Lorsque l’état général de l’enfant le permet, la méthode large de Cushing nous paraît bien préférable à celle de Seitz ou de Simmons, qui risquent de ne permettre qu’une évacuation incomplète. On pourra d’ailleurs, pour faciliter l’opération, donner quelques bouffées d’éther ou de chloro-forme, et faire suivre d’une injection de 30 gr. de sérum physiologique. L’enfant sera entouré de bouillottes, malgré les couvertures, pour éviter le refroidissement ; et, on fera l’hémostase du cuir chevelu avec le tourniquet, afin de prévenir tout affaiblissement par la perte de sang.

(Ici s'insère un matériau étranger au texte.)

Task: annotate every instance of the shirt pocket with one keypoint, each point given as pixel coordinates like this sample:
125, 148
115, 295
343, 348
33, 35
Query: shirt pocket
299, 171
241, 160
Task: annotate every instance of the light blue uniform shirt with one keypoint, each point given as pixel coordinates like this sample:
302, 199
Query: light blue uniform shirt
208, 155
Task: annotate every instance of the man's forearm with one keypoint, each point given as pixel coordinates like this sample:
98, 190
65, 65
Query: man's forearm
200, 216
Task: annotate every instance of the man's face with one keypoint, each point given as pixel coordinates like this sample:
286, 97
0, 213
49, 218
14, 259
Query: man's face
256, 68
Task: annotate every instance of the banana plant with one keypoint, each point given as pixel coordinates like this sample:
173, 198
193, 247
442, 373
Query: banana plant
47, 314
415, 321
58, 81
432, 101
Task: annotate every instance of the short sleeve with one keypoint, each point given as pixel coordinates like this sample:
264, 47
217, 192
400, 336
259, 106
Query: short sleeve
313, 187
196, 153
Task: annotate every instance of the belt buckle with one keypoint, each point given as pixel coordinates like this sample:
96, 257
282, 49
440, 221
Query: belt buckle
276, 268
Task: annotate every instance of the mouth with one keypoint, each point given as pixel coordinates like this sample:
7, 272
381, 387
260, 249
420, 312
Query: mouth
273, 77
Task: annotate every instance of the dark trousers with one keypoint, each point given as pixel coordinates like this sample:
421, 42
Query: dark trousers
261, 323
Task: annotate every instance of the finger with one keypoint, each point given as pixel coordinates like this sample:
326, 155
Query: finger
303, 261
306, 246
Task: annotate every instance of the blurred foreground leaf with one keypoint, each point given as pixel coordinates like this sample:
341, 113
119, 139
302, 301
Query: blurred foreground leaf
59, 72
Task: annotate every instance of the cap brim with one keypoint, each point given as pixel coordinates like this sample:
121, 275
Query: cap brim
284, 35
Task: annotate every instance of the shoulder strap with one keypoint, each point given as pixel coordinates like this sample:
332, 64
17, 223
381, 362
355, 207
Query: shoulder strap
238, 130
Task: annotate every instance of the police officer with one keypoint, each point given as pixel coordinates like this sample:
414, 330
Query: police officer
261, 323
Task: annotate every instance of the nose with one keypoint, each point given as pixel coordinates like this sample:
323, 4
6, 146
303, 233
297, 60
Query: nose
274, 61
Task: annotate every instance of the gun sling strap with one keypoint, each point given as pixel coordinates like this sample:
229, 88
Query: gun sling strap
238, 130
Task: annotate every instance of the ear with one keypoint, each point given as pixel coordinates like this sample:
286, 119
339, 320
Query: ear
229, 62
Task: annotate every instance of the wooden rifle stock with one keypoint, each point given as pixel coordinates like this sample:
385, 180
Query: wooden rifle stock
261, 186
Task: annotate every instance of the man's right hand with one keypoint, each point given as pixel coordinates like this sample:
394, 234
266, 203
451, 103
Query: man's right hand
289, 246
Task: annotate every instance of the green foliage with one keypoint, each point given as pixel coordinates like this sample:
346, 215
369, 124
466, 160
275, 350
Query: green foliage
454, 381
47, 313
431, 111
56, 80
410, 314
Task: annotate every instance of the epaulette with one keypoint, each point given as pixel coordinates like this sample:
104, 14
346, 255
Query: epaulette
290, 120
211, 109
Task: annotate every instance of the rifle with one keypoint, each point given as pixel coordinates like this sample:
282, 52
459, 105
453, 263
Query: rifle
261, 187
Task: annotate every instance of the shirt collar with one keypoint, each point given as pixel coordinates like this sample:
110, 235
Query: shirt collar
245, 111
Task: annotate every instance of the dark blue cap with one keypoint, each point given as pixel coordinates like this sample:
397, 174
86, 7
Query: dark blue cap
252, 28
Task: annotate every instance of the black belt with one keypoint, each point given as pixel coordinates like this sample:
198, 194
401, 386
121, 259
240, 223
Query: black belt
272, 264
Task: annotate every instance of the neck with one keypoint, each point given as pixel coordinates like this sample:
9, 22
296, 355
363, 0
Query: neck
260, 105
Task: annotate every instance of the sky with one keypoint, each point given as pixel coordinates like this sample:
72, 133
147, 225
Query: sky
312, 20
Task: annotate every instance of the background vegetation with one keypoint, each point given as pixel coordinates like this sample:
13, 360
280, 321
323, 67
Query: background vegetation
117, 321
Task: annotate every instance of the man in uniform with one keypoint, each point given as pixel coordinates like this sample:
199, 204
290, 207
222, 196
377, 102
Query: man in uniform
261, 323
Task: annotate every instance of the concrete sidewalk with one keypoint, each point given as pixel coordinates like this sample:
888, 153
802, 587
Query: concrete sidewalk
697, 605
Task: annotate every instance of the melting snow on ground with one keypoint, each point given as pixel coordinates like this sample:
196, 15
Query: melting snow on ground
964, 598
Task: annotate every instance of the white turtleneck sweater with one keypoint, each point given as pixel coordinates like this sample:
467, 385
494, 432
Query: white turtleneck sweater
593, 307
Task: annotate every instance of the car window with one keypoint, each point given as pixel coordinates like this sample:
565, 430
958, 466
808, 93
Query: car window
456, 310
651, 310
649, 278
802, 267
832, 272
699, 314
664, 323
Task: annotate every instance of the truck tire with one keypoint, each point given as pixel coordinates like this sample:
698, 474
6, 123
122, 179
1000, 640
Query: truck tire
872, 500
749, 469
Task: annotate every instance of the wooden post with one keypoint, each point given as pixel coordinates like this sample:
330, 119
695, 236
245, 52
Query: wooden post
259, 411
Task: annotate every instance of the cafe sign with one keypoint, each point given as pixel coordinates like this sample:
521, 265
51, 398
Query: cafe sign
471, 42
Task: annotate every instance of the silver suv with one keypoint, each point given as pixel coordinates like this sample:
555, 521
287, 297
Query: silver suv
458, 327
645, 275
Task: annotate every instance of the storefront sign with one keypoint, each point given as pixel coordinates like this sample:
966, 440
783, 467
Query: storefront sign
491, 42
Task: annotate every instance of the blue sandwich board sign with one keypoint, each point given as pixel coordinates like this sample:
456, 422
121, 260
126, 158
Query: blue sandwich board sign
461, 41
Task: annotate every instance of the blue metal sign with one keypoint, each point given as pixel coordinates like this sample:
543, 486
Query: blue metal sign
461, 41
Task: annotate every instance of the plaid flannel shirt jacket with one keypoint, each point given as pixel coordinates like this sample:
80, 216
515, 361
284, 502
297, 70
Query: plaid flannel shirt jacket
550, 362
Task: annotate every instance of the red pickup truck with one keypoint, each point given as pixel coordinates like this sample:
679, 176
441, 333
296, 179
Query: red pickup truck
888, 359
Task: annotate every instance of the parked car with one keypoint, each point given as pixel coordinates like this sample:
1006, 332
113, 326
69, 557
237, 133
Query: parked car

Murphy et Torbert ont opéré par le procédé de Cushing un nouveau-né, dans les conditions suivantes : Primipare. Accouchement pénible par le siège à 6 heures de l’après midi. L’enfant a une nuit pénible, agitée ; il crie continuellement. Le lendemain matin : paralysie du bras gauche et légère paralysie faciale du même côté. La fontanelle antérieure est saillante et tendue. Pupilles égales. Convulsions de la face, et cyanose par instants. Une ponction lombaire donne du sang presque pur. On opère à 9 h 30 du soir. Large lambeau en fer à cheval sur le pariétal droit ; il est basculé à la façon d’un lambeau ostéo-plastique. A l’ouverture de la dure-mère, hémorragie sous-durale abondante avec peu de caillots ; cerveau très saillant. Aussi incise-t-on la fontanelle antérieure à gauche de la ligne médiane ; on évacue un volumineux hématome, moindre qu’à droite cependant. Guérison de l’opération. L’enfant meurt 1 mois après, de gastro-entérite (2).
(2) Murphy et Torbert. The Boston Méd. and surv. Journ., 12 Mai 1910, et Journ. de Chir., 1910, II, p. 36.
C’est là, évidemment, un beau cas d’intervention pour épanchement méningé sans fracture, sans enfoncement, chez un nouveau-né. Le procédé de Cushing permettait seul de facilement reconnaitre et d’évacuer un tel épanchement.